There is no benchmark data available to demonstrate this.

App Direct Mode – Memory Access

With this mode an application uses memory semantics; load and store instructions, to directly access the Optane DIMM’s address space with no intervening entities getting in the way. This is the fastest possible way an application can use Optane.

A Handy table

Handy suns up the access methods in a table, which we have reformatted slightly;

Concerning the “Backward compatibility” row – Memory Mode operates with all legacy software, as do all of the App Direct Mode access types except direct memory access.

Developers can access an Intel Persistent Memory Developers’ Kit to dig deeper into Optane DIMM access.

My head hurts

Does Optane DIMM use have to be so complicated? The short answer is yes, because storage can be accessed at block level and at file level. As Optane combines both memory and storage attributes it offers both memory-level and storage-level accesses.

Other forms of storage-class memory will, we understand, offer the same broad group of access modes, unless their supplier artificially limits then in some way.

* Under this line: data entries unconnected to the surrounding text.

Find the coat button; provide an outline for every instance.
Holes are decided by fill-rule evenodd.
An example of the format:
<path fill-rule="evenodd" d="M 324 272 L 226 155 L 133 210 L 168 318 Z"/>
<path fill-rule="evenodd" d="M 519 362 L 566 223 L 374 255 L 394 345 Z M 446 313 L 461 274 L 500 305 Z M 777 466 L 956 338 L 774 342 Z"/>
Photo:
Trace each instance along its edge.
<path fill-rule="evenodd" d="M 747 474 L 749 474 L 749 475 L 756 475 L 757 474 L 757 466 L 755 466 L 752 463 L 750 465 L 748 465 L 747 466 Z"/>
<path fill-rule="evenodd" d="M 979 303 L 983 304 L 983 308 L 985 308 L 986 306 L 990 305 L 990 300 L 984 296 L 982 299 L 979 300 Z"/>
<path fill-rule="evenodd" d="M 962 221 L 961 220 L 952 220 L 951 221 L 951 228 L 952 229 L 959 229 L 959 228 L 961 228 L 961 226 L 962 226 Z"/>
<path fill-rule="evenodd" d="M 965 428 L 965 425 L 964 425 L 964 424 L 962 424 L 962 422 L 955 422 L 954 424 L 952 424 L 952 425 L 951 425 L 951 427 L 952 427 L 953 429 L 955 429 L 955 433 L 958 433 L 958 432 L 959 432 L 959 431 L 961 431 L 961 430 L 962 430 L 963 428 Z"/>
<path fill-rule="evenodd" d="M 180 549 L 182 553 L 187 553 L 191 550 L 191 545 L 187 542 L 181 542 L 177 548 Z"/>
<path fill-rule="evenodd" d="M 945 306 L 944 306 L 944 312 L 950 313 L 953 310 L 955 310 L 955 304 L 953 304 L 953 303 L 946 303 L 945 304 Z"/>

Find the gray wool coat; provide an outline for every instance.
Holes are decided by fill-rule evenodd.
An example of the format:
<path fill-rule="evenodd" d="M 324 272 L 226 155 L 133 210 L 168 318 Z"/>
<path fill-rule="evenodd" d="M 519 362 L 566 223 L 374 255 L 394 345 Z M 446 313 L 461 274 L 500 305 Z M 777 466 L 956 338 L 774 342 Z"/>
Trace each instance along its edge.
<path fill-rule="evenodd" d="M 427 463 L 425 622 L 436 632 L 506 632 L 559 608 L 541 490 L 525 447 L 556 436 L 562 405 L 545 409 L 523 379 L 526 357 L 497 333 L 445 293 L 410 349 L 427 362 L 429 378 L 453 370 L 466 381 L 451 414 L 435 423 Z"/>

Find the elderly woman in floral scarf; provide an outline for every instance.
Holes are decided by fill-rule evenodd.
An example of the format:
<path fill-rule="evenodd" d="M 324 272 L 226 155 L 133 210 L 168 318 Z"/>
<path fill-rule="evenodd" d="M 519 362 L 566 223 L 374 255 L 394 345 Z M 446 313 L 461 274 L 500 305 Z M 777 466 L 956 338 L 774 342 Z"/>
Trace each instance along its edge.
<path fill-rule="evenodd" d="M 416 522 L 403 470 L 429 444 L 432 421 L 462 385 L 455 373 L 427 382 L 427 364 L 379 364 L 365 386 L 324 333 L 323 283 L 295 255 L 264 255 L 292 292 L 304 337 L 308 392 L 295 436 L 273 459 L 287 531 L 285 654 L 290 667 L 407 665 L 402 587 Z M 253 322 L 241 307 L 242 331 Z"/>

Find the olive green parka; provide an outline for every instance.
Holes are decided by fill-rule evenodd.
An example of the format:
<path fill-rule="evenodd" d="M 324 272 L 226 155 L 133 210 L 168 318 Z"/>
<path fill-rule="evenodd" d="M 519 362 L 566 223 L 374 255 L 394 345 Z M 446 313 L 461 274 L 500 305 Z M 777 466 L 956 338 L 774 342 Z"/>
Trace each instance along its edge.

Hopefully, any supplier offering SCM apart from Intel does so using open interfaces or, at least, provides interfaces for both AMD and ARM. Micron, for example, could enable QuantX 3D XPoint DIMMs to be usable on both AMD and Intel X86 processors as well as ARM CPUs.

That should prompt an immediate Intel Optane DIMM price cut, and also widen the SCM developer ecosystem and make more SCM-capable software available.